Wael Abbas, 43 ans, est une figure du journalisme en Egypte. Connu notamment pour ses dénonciations des violences policières, il est le lauréat de nombreux prix internationaux, décernés entre autres par la BBC, CNN, Human Rights Watch. Journaliste et blogueur, il publiait aussi beaucoup sur Twitter, qui était jusque récemment le dernier espace de (relative) liberté d’expression en Egypte. Il était suivi par 350000 followers sur Twitter, et publiait très régulièrement des posts sur les droits de l’Homme, les exactions des forces de sécurité...
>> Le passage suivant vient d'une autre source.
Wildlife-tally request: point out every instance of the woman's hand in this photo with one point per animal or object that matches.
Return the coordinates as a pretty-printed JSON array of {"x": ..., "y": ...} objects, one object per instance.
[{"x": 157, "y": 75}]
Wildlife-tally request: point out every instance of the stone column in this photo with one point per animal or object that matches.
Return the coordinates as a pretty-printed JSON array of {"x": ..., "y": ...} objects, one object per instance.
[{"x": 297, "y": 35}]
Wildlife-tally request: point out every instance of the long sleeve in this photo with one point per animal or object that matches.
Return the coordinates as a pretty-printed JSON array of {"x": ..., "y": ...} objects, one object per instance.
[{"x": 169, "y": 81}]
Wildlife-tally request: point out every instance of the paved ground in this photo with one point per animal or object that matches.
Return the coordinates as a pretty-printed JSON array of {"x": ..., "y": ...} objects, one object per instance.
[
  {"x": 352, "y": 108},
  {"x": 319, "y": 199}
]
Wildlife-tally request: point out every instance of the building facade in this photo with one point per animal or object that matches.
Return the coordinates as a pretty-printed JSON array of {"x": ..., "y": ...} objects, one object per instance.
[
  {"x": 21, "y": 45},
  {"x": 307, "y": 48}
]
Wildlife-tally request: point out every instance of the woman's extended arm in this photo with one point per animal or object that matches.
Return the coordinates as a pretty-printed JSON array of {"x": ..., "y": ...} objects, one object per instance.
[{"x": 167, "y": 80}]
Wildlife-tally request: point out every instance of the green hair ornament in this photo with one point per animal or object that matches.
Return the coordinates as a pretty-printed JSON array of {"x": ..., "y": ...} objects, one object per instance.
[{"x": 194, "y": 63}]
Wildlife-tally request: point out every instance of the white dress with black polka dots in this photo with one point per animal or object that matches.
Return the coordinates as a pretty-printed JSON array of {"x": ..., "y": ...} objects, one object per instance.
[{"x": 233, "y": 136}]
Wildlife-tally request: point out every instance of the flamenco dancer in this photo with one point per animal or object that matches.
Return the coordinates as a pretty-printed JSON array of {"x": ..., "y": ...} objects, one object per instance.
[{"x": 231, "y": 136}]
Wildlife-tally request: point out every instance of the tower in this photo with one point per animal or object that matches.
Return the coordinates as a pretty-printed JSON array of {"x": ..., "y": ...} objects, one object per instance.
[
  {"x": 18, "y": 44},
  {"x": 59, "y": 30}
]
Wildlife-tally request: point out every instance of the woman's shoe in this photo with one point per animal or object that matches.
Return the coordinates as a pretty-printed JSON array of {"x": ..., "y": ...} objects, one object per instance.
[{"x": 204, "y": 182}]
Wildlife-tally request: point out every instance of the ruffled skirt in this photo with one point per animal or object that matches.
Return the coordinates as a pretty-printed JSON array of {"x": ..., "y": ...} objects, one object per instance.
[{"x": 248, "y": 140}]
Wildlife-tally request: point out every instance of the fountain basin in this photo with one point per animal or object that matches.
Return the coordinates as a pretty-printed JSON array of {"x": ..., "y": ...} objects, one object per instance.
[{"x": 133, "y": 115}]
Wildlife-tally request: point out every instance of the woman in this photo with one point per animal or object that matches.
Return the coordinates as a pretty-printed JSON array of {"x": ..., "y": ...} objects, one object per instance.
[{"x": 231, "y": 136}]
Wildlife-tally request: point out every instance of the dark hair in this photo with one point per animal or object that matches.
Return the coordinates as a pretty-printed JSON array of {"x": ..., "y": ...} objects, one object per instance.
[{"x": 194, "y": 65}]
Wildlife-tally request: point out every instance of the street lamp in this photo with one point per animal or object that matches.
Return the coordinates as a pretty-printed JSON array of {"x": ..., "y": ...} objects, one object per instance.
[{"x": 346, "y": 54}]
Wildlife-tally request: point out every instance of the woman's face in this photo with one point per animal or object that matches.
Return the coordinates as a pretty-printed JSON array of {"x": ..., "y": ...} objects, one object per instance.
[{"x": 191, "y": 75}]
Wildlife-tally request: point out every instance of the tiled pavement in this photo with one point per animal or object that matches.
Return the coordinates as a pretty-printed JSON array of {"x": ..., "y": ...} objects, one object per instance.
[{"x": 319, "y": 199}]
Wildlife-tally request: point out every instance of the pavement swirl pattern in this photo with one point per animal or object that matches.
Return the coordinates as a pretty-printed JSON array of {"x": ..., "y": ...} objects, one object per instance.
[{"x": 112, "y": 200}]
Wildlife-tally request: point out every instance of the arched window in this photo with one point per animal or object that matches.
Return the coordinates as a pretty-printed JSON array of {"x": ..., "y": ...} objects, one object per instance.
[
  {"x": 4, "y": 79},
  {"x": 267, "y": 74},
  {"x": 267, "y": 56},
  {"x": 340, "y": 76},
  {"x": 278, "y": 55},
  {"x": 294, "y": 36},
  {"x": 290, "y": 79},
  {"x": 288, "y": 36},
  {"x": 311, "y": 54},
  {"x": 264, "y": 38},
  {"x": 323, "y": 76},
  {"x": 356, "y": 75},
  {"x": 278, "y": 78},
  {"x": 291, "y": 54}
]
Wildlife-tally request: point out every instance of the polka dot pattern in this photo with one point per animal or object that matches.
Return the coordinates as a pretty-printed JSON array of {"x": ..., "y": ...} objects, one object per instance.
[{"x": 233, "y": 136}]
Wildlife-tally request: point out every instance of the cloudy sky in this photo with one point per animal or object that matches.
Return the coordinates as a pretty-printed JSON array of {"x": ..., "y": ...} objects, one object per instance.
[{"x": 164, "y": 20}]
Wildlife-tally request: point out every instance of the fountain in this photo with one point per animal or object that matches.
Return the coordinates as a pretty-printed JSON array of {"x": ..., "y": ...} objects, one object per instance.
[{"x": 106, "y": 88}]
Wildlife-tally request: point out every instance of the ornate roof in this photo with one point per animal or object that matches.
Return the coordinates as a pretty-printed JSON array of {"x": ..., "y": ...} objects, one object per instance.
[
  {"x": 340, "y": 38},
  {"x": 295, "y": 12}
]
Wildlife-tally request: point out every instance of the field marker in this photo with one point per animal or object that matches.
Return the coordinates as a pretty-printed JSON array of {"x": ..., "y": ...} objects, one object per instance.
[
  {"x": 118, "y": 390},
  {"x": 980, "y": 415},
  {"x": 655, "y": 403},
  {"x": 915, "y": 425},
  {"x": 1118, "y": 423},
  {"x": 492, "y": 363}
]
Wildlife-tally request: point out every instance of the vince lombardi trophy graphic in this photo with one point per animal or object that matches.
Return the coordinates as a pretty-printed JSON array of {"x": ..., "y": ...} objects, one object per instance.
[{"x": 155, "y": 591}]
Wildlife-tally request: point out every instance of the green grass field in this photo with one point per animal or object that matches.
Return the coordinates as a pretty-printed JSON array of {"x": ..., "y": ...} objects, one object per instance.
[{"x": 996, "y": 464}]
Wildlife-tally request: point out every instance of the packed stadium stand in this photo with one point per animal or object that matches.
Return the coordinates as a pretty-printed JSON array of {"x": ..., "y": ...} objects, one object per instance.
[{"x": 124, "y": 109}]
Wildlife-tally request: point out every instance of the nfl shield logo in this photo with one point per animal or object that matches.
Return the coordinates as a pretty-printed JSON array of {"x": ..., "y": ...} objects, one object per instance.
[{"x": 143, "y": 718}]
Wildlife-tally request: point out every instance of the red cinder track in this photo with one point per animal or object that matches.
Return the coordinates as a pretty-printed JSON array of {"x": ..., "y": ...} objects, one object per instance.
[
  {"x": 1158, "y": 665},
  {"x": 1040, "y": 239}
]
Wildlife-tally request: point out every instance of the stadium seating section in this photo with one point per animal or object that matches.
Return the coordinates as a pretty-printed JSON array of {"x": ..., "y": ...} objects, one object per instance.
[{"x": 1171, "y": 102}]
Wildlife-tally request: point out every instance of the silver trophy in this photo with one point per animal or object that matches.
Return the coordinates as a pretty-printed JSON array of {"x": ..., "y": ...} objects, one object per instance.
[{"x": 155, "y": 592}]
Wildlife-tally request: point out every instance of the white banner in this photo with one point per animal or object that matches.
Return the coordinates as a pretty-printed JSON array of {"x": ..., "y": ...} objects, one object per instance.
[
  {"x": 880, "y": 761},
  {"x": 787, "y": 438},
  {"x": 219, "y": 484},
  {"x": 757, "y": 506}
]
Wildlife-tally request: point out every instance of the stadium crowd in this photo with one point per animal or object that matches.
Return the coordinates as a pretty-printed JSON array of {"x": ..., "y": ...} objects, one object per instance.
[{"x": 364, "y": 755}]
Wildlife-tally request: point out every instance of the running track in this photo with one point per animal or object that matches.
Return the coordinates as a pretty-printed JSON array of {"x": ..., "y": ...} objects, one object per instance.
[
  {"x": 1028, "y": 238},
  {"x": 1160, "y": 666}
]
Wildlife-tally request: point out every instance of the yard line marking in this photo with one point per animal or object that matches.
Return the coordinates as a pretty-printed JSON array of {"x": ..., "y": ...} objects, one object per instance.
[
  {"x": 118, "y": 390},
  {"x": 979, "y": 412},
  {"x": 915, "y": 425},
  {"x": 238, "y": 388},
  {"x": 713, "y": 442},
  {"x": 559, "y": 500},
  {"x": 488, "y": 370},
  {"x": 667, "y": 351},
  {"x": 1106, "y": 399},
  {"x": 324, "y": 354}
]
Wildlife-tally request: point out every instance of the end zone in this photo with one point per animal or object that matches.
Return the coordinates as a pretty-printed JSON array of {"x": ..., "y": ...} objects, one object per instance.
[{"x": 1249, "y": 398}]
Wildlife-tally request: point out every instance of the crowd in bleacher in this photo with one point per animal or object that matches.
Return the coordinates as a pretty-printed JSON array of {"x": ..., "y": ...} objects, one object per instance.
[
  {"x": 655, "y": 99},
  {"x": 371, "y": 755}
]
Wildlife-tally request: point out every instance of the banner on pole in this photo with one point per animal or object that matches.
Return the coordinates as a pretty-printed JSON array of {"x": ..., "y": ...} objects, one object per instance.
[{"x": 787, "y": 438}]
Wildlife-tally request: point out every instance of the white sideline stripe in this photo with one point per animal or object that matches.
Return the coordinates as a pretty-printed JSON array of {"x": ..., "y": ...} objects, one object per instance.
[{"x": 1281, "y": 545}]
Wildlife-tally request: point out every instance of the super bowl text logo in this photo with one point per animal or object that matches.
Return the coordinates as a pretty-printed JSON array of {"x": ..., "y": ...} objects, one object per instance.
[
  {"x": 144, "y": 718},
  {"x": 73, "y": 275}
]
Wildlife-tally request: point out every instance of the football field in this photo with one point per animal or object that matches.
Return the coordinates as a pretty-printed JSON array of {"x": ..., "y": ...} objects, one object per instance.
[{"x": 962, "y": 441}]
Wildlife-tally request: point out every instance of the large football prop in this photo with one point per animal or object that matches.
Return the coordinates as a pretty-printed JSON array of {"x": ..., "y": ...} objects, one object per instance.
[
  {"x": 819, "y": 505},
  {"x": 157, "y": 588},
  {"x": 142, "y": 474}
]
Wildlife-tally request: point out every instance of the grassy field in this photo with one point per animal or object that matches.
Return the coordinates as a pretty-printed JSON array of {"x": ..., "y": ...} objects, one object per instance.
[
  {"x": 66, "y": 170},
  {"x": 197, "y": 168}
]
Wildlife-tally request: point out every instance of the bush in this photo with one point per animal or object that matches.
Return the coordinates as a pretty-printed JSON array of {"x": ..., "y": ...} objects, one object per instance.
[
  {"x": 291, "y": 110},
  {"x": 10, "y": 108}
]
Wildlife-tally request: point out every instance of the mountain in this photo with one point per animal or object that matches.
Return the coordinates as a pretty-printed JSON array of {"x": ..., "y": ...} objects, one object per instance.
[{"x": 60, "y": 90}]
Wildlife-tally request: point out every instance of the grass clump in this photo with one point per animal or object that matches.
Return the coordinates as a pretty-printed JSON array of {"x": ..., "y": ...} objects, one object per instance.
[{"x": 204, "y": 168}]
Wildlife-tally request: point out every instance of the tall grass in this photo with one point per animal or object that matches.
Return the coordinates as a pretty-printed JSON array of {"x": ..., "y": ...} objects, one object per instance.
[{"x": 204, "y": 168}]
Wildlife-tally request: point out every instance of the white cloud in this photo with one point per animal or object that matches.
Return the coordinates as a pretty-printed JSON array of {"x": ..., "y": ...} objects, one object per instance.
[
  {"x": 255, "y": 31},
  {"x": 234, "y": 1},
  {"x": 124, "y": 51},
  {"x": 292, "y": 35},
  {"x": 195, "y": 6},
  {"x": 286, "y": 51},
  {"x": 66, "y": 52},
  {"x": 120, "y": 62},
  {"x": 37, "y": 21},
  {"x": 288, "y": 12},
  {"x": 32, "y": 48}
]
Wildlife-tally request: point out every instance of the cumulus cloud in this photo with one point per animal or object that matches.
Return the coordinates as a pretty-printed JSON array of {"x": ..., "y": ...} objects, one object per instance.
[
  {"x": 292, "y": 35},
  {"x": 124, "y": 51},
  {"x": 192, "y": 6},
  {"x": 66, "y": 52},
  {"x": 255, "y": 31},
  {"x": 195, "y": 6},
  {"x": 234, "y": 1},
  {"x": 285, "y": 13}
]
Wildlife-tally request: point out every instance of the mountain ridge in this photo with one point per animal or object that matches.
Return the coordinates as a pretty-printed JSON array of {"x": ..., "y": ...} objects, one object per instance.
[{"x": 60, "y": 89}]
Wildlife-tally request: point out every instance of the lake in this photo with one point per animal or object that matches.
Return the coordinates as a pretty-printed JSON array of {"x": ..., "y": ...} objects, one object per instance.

Arrêté le 23 mai 2018 à son domicile près du Caire, Wael Abbas est accusé d’appartenance à un groupe terroriste et de publication de fausses nouvelles. Ces deux accusations, presque systématiquement utilisées contre les opposants au régime, n’ont aucun fondement juridique ou factuel : les autorités n’ont pas indiqué en quoi les informations qu’il a publiées constituent des fausses nouvelles ; et il est difficile d’accorder crédit à l’accusation d’appartenance à un groupe terroriste. Wael Abbas est également un farouche opposant des Frères musulmans depuis longtemps. Le seul motif réel de l’arrestation de Wael Abbas est l’exercice de son droit à la liberté d’expression et d’information.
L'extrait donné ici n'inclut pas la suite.